El artículo 2 de la Constitucion de los Estados Unidos, ampliado por la enmienda número 12, establecen el sistema del colegio electoral para la elección del presidente de los Estados Unidos y el procedimiento al que se debe recurrir en el caso de que los votos del colegio electoral muestren un empate entre los candidatos. El colegio electoral, cuyos miembros son elegidos por cada uno de los Estados miembros de la Unión, supone un complicado y anacrónico sistema de elección indirecta: los votos de los ciudadanos son vueltos a calibrar por un sistema electoral mayoritario en el que cada estado tiene concedidos un determinado número de votos en función de su peso demográfico. Los resultados del colegio se miden según la regla del “winner takes all” -todos los votos para el ganador, aunque lo sea por una minima diferencia. La certificación de los resultados es presentada por el vicepresidente a la votación y aprobación de las dos cámaras legislativas, como paso previo a la proclamación del nuevo presidente, y serían éstas las que deberían proceder a su elección del presidente en el caso de empate. La particularidad que introduce la enmienda es que en tal caso los votantes serían los estados miembros de la Unión, a razón de un voto por cada uno de ellos. Con lo cual el carácter rotundamente mayoritario del colegio electoral, que premia en la distribución de sus electores a los Estados con menos población, alcanzaría un nivel en el que la decisión del electorado en su más simple expresión quedaría ahogada por la preferencia partidista de las correspondientes instituciones locales.

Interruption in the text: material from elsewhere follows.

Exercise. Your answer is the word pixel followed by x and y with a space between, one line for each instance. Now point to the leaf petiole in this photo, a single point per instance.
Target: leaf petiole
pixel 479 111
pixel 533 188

No es aventurado afirmar que ese era el camino que perseguía Donald J. Trump para en última instancia asegurarse lo que el 3 de noviembre de 2020 las elecciones a la presidencia de los Estados Unidos le habían negado: la posibilidad de su continuación al frente del ejecutivo americano. Creía contar con una mayoría de Estados, por limitada que pudiera resultar, dos o tres como mucho, que podrían darle la victoria sobre Joe Biden en el recuento del voto único por Estado. Era la última esperanza que le quedaba para cumplir sus objetivos y creía poder contar para completar la operación con la ayuda de su vicepresidente, Mike Pence, que como presidente del Senado en los términos constitucionales debía presidir el 6 de enero la sesion conjunta de las dos cámaras legislativas dedicada a convalidar y certificar los recuentos electorales que habían sido sometidos previamente por las correspondientes autoridades electorales estatales. Trump previamente había expresado públicamente su deseo de que Pence negara la certificación y con ello abriera la posibilidad del voto por unidad estatal. Pero Pence hizo saber que no estaba en su intención poner en duda los resultados electorales, apartándose de manera visible de Trump. En la mañana del 6 de enero comenzaba la sesion bicameral que debía consagrar los resultados electorales.

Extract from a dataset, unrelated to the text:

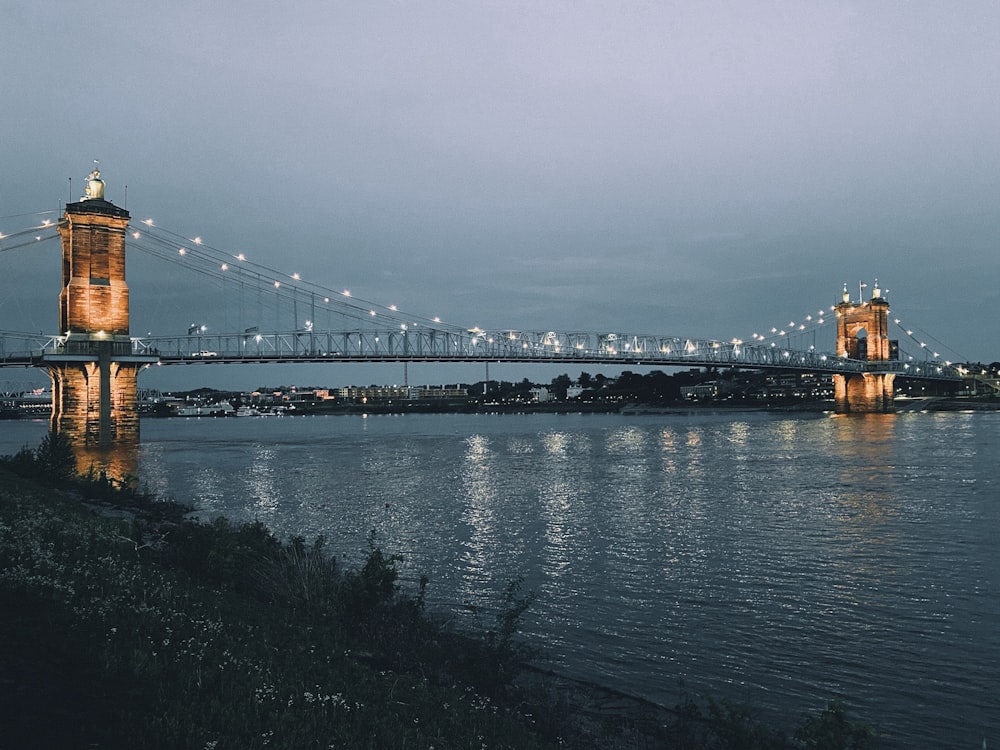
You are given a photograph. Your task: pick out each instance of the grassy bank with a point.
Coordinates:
(131, 627)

Apenas 24 horas después de la celebración electoral, y una vez que se hubieran realizado los recuentos correspondientes en las Estados donde la elección parecía más incierta, comenzaba a perfilarse la victoria de Joe Biden tanto en el recuento del Colegio Electoral como en el correspondiente al cómputo del voto popular. En el primero Biden obtenía 306 votos frente a los 232 que correspondían a Trump. Curioso resultaba constatar que los números eran exactamente los mismos con que Trump habia obtenido la presidencia frente a Hillary Clinton, la candidata demócrata, en 2016. Y en el voto popular Biden obtenía más de 77 millones de votos (77.972) frente a los 72 millones (72.654) que correspondían a Trump. Quien, por cierto, tampoco en 2016 había obtenido la mayoría en el voto popular, en el que Hillary Clinton le habia superado por tres millones de votos. La participación electoral era la mayor nunca registrada en la historia de los Estados Unidos seguramente como resultado de varios factores coincidentes: la movilización de las bases partidistas y de la misma ciudadanía en un escenario altamente polarizado, que en última instancia acabó por favorecer al candidato demócrata, y el correspondiente recurso masivo al voto adelantado y por correo en un escenario en que, además, los cuidados sanitarios impuestos por la pandemia aconsejaban medidas de alejamiento en el cumplimiento de la tarea electoral.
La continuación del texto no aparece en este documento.